DEFINITION OF TERMS USED IN DESCRIBING THE INVENTION
[0018] ATM Asynchronous Transfer Mode. A type of protocol for
service transfer for fast packet switching that uses a fixed size
packet called a cell. This technique makes it possible to transmit
data at great speed, and can make voice, multimedia, full-motion
video, and video conferencing available to all users. It also makes
dynamic allocation of bandwidth possible; telephone and cable TV
companies can charge individual customers based on the amount of
bandwidth they use. ATM is the standard used by telecommunications
company backbones.
[0019] BRI Basic Rate Interface. This ISDN service is currently
offered by many telephone companies for home users. With only
slight modifications to existing telephone service, ISDN BRI allows
up to 128-kbps throughput. It consists of two 64-kbps B channels
for carrying data or voice and one 16-kbps D channel for call setup
and signaling. BRI service is therefore sometimes referred to as
2B+D.
[0020] CAS Channel Associated Signaling. A form of circuit state
signaling in which the circuit state is indicated by one or more
bits of signaling status sent repetitively and associated with that
specific circuit.
[0021] CCS Common Channel Signaling. A signaling technique in which
signaling information, relating to a multiplicity of circuits, and
other information, such as that used for network management, is
conveyed over a single channel by addressed messages. Class 4
Switch Class 4 is fractional bandwidth, connection-oriented
service. Virtual connections are established with bandwidth
reservations for a predictable quality of service (QoS). A Class 4
connection is bi-directional with one virtual circuit operational
in each direction and supports a different set of QoS parameters
for each virtual circuit. These QoS parameters include guaranteed
bandwidth and latency. A quality of service facilitator function is
provided within the switch to manage and maintain the negotiated
QoS on each virtual circuit. When a Class 4 connection is active,
the switch paces frames from the source node to the destination
node. Pacing is the mechanism used by the switch to regulate
available bandwidth per virtual circuit. This level of control
permits congestion management for a switch and guarantees access to
the destination node. The Switch multiplexes frames belonging to
different virtual circuits between the same or different node
pairs. Class 4 service provides `in-order` delivery of frames.

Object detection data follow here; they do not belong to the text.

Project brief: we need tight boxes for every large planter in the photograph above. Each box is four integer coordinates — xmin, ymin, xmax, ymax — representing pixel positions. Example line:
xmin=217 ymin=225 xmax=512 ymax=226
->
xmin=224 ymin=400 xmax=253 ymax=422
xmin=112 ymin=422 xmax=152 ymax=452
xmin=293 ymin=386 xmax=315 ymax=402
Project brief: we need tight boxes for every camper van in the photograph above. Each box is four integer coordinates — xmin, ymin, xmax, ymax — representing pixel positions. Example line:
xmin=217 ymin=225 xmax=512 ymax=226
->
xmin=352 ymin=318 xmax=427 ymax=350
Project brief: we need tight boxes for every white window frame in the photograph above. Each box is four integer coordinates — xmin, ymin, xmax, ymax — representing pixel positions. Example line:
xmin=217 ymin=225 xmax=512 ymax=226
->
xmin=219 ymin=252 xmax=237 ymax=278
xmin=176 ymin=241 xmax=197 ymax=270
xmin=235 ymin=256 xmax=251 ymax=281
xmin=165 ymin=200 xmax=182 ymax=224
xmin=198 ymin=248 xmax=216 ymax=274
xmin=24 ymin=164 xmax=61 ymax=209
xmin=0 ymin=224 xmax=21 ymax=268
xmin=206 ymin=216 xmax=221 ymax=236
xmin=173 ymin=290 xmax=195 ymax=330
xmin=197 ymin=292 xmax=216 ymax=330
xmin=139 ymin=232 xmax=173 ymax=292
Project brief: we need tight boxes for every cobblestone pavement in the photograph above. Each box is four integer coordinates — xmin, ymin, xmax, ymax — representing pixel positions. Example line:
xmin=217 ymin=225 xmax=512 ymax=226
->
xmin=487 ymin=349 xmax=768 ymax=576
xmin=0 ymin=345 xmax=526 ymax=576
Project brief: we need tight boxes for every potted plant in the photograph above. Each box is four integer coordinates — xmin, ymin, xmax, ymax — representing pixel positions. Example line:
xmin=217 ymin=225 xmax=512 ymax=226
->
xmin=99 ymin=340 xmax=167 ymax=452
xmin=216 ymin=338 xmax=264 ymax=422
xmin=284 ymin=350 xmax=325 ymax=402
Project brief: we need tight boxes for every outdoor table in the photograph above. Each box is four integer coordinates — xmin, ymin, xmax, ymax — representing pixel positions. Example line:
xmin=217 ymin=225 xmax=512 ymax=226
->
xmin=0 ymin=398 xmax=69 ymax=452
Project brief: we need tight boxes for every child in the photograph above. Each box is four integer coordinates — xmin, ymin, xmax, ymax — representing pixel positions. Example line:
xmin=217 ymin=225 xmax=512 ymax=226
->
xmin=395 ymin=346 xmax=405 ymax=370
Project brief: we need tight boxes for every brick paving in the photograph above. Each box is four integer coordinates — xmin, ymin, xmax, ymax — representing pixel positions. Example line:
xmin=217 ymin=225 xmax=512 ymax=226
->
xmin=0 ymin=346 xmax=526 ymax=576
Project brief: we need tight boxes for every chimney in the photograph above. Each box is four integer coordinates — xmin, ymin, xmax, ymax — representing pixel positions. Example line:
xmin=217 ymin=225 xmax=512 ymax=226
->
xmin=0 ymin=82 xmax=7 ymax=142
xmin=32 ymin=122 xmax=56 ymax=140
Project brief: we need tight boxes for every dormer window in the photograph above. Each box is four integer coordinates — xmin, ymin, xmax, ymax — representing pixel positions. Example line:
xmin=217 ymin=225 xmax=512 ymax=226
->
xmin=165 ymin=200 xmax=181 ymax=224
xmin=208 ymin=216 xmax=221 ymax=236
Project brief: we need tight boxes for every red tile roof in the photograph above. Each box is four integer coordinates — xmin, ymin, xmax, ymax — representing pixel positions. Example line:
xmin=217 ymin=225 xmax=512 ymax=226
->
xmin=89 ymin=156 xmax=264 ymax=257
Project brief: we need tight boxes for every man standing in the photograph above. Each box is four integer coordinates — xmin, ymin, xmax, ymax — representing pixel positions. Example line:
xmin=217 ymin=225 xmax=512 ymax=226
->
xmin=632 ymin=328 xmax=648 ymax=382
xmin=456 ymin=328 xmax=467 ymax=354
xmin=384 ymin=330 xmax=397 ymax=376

Class 4 flow control is end-to-end and provides guaranteed
delivery. Class 4 is ideal for time-critical applications.
[0022] CLASS 5 SWITCH A class 5 switch is the workhorse of today's
telephone network. One of these switches, which are analogous to a
large mainframe computer, sits in every Central Office of a
telephone network and there are thousands of those in the world.
Every ordinary voice telephone call goes through a Class 5 switch,
which handles the voice signal according to pre-defined parameters.
The switches that long-distance companies put in each metro area to
connect to the local phone networks were known as Class 4 switches.
The Class 5 switch is a circuit switch, switching voice calls on a
per-circuit basis, but doing so less efficiently in use of
bandwidth than a packet switch, which combines all incoming packets
into the available bandwidth to "stuff" transport pipes as fall as
possible. Packet switches will one day replace Class 5 voice
switches, but not soon.
[0023] DACS Digital Access and Cross-Connect System. A computerized
or manual facility which allows DS-1/T1 lines to be remapped
electronically at the DS-0 (64 kbps) level. Also called DCS or
DXS.
[0024] DS-1 Domestic Trunk Interface. A DS level and framing
specification for synchronous digital streams, over circuits in the
North American digital transmission hierarchy, at the T1
transmission rate of 1544000 bits per second.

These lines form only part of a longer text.